Insert the following into your answer templates b) Copy the four columns of growth rate data into Geogebra and create a stacked boxplot of all four
columns. Insert a screenshot of the stacked boxplot into your answer template.
c) Create the summary statistics for the GDP growth rates in low-, lower middle-, upper middle- and high-income countries and insert a screenshot of it into your answer template.
d) Based on your summary statistics, did “Upper Middle Income” countries have higher GDP growth rates than the other income groups in 2011? Give reasons for your answer. Make sure to not just compare max and min values, but rather use all the values of the 5-number summary. You might also argue based on the shape of the distribution and discuss the impact of outliers in your analysis.
e) Based on the boxplot, which income group has the largest variability? Explain what feature(s) of the boxplots support(s) your answer.
Part III – Regression and Correlation 8) Many people believe that wealthier countries (measured by using gross domestic product (GDP) per
capita) will continue to be wealthy and that poorer countries will continue to be poor over the years. We would like to investigate that claim by doing a regression analysis for the relationship between GDP in 1960 and to GDP in 2017. Processing the data for Geogebra: a) Make a new tab in the Google Sheet and copy the columns for GDP per capita in 1960 and GDP per
capita in 2017 into the new tab. b) Delete the rows for which there is no data for 1960 (rows with a “0” in the “GDP per capita in 1960
column). c) Copy the remaining data into Geogebra.
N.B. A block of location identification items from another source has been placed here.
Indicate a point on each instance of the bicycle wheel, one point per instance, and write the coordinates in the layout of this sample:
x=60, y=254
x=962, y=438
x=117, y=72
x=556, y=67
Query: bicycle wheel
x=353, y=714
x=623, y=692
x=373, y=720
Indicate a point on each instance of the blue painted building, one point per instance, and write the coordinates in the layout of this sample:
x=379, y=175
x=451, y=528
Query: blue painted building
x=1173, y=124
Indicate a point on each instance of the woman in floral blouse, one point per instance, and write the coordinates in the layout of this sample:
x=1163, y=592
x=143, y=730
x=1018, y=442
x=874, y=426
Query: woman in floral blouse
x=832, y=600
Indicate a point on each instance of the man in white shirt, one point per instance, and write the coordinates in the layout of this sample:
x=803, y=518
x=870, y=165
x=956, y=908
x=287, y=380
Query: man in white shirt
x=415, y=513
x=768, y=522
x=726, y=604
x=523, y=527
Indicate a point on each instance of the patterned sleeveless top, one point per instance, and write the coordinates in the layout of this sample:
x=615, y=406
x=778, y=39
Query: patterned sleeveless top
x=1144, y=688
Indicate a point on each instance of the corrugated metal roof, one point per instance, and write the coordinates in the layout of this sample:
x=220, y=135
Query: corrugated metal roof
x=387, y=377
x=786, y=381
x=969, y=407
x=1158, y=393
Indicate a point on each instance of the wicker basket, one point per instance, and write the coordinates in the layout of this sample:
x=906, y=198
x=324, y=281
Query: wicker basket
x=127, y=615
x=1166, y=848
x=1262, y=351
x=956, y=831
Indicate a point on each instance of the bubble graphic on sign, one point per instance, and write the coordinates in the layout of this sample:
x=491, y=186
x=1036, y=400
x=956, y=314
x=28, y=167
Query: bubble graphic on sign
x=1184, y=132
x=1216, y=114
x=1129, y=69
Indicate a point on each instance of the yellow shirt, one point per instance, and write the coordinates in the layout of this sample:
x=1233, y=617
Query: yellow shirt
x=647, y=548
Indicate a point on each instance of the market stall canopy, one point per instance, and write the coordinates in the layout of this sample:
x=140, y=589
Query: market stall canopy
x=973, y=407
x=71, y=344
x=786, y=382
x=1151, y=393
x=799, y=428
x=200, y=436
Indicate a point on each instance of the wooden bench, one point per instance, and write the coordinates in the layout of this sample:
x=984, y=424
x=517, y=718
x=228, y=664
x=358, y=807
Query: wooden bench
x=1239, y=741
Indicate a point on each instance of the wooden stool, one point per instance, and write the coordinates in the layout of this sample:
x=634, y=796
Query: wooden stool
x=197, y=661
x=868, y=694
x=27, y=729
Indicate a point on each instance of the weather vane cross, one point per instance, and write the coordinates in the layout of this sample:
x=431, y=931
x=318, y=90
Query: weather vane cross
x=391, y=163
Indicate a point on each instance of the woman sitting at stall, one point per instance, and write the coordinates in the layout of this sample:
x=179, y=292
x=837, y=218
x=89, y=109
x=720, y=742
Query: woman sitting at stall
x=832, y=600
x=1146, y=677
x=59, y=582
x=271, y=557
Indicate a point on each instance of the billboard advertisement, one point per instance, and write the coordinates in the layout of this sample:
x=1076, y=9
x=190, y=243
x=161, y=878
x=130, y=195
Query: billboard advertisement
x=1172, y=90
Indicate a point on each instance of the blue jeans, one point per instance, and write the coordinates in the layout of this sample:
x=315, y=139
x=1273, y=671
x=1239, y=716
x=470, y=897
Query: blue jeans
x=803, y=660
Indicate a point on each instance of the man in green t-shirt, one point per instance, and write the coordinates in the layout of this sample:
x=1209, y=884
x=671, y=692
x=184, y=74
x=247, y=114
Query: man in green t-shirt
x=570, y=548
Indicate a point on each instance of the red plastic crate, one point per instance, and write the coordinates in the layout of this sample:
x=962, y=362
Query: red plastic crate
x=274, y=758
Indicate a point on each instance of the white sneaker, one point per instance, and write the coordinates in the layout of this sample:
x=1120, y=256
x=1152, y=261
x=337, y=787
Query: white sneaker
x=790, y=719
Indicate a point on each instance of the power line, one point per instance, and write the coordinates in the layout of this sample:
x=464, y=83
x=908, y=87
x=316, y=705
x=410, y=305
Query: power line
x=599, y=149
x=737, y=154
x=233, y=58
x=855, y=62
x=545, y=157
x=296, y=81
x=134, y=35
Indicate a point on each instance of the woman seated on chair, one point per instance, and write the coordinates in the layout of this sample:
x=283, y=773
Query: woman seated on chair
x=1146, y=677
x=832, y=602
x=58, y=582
Create a scatter plot for GDP per capita in 1960 (on the x-
axis) vs GDP per capita in 2017 (on the y-axis) that also shows the regression line.
Insert the following into your answer template and answer the questions below. d) Insert the scatterplot with the regression line into your answer template. e) Copy the formula for the regression equation into the answer template. Use the regression equation to
predict the GDP per capita in 2017 for a country that had a GDP per capita of $9,897 in 1960.
f) Using the R2 value, explain how much the GDP per capita in 1960 predicts the GDP per capita in 2017 for a country.
g) Are GDP per capita in 1960 and GDP per capita in 2017 highly correlated? Why or why not? h) Should you use the regression equation from part e) to predict the 2017 per capita income for a
country that had a 1960 per capita income of $42,128? If so, what do you predict the 2017 per capita
5
income to be? If not, why is this something you should not do?
9) Sometimes, looking at the overall data does not give you the entire picture. Instead, you need to drill down
a little further. Below is a scatterplot grouped by the variable “four regions”.
a) Compute the correlations for each region. Show your work, explain how you computed these, and list
the correlation coefficients for each region. b) How do the correlation coefficients of the individual regions compare with the correlation coefficient
of the dataset as a whole? c) For the region whose correlation coefficient is most different from the correlation coefficient for the
whole world, which regression equation would you use to predict a value for a country in that region? Would you use the equation for the whole world or the equation for just that region? Give an argument for your choice of equation and state which region has the most difference in correlation compared to the whole world.